I'm trying to add trigonometric operations and agoupation symbols such as parenteses and keys to my context free grammar, but I'm not sure the way I should do it.
Here's what I have:
$$\begin{align}<expr> \to &\;<expr><op><expr>\\&|\;(<expr>)\\&|\;-<expr>\\&|\; num\\ <op> \to &\;+\\&|\;* \end{align}$$
I would really appreciate any hint or help and thank you for taking the time to read my question
Your grammar already handles parentheses correctly, because it includes $<expr>\;\to\;(<expr>)$.
I assume when you say (in a comment) that "by keys I mean brackets", then I suppose that what you really mean is that you want to include a notation for array subscripting such as $ar[k]$. However, you don't currently have any syntax which accepts variables, much less names of arrays.
There are two popular ways of expressing array subscripting. In my opinion, the better one is the syntax
$$<expr>\;\to\;<expr>[<expr>]$$
Some people prefer to use
$$<expr>\;\to\;<id>[<expr>]$$
because they don't believe that an array can be the result of an expression. (Or, if it is, that the expression can be subscripted.) But most programming languages do allow array expressions, and therefore use the first example.
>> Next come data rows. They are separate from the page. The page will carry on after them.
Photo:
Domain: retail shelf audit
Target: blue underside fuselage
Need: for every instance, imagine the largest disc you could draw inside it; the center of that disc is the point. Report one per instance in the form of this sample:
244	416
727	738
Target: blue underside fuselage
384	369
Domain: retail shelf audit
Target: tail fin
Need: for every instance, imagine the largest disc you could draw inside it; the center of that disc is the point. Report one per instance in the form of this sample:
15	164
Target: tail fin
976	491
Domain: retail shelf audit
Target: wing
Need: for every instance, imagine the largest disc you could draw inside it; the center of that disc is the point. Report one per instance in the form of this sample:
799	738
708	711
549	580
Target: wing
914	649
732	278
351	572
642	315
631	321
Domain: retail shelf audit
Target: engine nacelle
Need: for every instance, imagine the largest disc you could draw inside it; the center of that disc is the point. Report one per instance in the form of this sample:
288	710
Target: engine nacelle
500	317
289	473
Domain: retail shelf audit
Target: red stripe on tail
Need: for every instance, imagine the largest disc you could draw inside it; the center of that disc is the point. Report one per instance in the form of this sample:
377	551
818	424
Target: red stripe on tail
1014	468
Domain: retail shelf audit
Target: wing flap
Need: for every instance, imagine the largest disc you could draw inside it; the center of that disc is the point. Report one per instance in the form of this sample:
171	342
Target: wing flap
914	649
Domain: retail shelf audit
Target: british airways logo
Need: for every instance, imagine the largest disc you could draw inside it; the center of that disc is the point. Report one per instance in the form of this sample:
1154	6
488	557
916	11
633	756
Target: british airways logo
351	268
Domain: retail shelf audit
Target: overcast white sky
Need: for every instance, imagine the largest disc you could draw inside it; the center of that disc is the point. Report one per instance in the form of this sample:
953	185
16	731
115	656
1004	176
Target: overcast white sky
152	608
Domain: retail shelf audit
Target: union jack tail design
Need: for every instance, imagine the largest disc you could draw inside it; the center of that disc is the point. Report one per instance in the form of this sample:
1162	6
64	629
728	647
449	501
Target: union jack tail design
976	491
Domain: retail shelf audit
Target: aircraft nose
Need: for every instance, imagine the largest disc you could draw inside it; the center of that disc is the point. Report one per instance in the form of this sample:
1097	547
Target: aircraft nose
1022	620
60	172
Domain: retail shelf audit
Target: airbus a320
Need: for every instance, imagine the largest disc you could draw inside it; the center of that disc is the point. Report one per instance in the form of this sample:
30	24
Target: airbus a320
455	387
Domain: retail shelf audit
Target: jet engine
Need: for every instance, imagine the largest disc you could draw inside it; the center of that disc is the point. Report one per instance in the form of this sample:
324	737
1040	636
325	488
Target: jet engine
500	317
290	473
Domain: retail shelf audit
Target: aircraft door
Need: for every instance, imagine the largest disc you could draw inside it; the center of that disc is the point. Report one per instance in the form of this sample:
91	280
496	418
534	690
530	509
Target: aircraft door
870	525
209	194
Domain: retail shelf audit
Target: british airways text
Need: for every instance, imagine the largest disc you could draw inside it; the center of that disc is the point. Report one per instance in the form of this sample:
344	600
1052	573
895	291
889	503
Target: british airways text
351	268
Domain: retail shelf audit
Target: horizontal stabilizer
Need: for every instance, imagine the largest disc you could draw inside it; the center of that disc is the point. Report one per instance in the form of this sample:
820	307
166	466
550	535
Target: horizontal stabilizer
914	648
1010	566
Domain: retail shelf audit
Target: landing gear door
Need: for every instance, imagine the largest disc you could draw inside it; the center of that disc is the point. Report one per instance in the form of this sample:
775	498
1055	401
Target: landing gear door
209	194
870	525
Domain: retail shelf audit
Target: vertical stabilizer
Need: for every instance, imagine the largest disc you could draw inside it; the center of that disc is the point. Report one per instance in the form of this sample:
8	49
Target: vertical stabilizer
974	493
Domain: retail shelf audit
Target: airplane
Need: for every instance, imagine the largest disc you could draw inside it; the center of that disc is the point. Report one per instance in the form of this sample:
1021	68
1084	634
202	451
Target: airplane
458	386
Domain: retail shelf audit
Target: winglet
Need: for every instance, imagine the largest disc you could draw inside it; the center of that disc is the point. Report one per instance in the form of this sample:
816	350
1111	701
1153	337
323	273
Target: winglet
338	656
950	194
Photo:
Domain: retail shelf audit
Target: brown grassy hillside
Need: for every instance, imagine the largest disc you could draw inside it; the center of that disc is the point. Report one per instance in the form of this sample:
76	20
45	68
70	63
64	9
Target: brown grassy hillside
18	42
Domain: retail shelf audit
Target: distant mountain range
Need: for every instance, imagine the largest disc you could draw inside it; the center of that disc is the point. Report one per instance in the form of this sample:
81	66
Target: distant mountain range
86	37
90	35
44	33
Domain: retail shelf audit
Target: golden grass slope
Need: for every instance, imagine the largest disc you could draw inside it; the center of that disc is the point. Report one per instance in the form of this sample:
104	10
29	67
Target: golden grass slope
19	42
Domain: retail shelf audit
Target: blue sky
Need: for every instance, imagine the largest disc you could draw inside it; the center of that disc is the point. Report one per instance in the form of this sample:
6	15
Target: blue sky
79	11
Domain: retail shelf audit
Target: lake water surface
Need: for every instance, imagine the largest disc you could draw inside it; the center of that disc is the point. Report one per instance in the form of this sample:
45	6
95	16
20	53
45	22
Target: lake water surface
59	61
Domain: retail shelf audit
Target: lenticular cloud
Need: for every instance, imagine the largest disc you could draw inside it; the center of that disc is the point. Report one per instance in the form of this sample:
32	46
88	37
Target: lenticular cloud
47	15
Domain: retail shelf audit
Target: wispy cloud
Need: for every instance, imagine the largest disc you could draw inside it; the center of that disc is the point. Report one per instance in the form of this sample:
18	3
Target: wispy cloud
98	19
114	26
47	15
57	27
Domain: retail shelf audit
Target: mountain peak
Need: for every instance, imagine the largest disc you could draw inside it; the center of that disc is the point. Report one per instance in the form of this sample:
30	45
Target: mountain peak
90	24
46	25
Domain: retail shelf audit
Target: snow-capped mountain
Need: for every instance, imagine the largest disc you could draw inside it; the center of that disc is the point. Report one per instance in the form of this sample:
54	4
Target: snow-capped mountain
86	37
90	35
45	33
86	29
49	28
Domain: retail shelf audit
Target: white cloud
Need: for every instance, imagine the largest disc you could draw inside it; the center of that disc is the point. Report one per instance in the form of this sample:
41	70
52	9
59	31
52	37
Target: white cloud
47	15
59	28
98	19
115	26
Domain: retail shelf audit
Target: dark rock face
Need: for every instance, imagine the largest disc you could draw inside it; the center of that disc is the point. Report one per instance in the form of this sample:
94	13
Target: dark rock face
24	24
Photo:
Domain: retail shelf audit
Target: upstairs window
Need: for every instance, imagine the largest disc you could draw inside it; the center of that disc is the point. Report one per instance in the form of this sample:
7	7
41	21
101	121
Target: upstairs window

In your language, apparently, trigonometric functions are prefix operators, like $-$, so that $\sin x$ is a valid expression. So that can be implemented simply by handling $\sin$ in the same way as $-$:
$$<expr>\;\to\;<trig><expr>$$
(where $<trig>$ would derive any one of the possible trigonometric operators you want to implement). It's not necessary to add a production to recognise $\sin(x)$ because $(x)$ is already recognised as an $<expr>$.
You should be aware that your grammar is too ambiguous to use for practical parsing. The different possible parses for each expression reflect different operator precedence and associativity. But the grammar will work if all you want to do is recognise whether an expression is syntactically correct.